The encouraging findings of our study revealed that despite high weed control efficiency, manual weeding is not cost-effective, whilst chemical weed control are highly efficient and economic as well. Among the tested herbicides, Cyhalofop-butyl+Bensulfuron fb. Bentazon/MCPA or Bispyribac-sodium fb. Bentazone/MCPA or Pretilachlor/safener fb. Propanil/Thiobencarb may be considered for their high efficacy and cost-effectiveness for weed management in aerobic rice field. A close look into these selected herbicides indicates their different mode of actions and their alternate use could help resist herbicide resistance in weeds. Therefore, those herbicides could be recommended in the study area and other areas with similar agro-climatic conditions and weed community. As part of a resistance management strategy, long-term changes in weed flora, herbicide efficacy, resistance, and crop productivity should be monitored regularly for sustainable weed management.
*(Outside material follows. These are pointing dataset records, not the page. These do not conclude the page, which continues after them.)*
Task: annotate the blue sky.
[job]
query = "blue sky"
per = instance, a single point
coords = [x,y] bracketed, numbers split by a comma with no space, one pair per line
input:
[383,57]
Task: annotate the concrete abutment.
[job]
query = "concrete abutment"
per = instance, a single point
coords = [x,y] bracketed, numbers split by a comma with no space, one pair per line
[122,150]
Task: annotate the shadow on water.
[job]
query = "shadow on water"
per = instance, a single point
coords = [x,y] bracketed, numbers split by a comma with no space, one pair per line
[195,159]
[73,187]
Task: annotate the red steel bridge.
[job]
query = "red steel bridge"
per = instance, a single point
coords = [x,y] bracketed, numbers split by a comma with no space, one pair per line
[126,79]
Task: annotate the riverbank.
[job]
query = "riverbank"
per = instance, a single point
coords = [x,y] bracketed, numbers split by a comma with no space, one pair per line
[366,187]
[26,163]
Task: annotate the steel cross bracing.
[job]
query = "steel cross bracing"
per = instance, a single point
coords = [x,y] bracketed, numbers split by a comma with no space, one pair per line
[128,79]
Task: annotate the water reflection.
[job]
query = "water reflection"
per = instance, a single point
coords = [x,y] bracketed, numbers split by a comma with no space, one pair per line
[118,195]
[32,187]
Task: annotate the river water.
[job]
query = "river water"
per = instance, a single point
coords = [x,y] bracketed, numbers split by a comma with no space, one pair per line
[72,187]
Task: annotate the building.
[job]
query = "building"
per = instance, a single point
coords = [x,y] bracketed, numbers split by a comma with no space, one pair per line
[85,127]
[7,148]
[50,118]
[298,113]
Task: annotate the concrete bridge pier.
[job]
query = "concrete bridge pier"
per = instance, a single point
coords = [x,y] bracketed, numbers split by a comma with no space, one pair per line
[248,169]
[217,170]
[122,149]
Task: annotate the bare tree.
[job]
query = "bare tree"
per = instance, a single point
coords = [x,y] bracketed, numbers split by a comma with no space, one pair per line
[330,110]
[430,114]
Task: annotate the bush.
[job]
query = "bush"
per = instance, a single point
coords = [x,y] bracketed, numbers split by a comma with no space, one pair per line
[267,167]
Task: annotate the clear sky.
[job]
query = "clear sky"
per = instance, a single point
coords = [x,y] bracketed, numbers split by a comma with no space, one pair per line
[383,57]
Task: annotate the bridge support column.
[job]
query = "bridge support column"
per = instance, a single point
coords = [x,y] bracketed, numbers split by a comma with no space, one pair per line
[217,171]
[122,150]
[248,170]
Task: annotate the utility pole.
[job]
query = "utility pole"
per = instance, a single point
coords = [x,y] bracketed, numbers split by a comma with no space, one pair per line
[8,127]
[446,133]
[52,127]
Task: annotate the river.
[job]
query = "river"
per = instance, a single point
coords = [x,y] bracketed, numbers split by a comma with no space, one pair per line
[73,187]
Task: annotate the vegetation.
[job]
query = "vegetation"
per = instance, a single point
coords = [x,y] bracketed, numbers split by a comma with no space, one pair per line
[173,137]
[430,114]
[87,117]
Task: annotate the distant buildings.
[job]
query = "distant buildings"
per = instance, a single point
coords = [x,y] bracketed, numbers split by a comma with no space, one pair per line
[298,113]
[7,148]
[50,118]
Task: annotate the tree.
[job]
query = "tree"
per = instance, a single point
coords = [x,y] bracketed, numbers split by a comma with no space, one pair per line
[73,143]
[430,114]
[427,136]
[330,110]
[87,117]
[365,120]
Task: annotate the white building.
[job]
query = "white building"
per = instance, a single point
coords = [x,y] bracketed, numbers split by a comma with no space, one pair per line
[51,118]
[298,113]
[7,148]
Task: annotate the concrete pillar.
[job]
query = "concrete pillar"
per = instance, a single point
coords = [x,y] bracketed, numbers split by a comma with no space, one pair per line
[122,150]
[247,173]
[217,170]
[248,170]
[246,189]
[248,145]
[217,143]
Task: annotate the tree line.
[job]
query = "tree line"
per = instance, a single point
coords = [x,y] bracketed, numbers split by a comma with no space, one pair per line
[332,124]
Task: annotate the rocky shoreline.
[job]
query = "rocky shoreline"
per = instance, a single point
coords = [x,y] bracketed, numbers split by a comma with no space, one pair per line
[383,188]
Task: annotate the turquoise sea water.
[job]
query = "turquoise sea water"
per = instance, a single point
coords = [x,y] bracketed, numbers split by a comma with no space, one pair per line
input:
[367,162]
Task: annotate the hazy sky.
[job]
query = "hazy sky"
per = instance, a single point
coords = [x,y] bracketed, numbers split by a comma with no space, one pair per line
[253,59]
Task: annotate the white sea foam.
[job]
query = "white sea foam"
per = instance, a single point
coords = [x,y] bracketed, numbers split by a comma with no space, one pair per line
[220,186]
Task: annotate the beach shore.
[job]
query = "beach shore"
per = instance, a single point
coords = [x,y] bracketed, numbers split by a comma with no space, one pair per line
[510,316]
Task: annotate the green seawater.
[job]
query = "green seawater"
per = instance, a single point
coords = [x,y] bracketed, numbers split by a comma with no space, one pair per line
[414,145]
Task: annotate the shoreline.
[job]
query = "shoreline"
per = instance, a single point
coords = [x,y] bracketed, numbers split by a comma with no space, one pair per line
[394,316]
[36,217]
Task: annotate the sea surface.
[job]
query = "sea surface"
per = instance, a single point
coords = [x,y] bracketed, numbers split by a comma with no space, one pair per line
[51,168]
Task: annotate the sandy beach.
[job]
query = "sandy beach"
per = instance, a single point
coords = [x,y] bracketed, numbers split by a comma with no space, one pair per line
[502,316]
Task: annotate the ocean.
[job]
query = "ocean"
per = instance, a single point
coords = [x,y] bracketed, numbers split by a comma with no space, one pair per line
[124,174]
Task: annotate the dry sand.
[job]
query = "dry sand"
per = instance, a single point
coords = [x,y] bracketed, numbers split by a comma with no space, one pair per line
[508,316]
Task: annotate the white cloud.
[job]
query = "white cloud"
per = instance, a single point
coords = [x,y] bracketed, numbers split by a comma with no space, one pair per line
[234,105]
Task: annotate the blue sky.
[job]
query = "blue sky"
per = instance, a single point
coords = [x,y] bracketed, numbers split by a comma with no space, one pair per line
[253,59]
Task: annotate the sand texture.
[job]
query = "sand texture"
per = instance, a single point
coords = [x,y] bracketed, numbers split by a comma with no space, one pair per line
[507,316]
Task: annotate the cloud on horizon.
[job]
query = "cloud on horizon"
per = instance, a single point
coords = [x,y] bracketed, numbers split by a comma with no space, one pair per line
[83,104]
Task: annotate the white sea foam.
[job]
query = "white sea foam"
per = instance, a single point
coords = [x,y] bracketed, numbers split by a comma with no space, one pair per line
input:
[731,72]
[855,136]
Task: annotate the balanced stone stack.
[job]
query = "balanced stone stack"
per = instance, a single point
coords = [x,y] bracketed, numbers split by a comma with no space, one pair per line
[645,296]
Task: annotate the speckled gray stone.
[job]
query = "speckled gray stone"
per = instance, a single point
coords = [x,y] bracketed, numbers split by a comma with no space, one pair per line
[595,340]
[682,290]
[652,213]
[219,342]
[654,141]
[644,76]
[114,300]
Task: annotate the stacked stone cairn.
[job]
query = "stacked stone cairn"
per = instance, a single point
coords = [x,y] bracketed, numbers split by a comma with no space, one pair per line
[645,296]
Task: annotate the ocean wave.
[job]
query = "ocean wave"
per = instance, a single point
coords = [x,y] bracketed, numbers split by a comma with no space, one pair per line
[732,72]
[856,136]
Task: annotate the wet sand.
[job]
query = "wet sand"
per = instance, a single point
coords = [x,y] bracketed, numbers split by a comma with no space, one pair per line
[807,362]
Further research is needed to develop timing strategies and different tank mixture combinations for applying these herbicides with minimum effective dosages which could be most economic and ecologically desirable weed management approach for aerobic rice.

Acknowledgement

The authors sincerely acknowledge UPM Research University Grant (01-04-08-0543RU) for financial support of the project.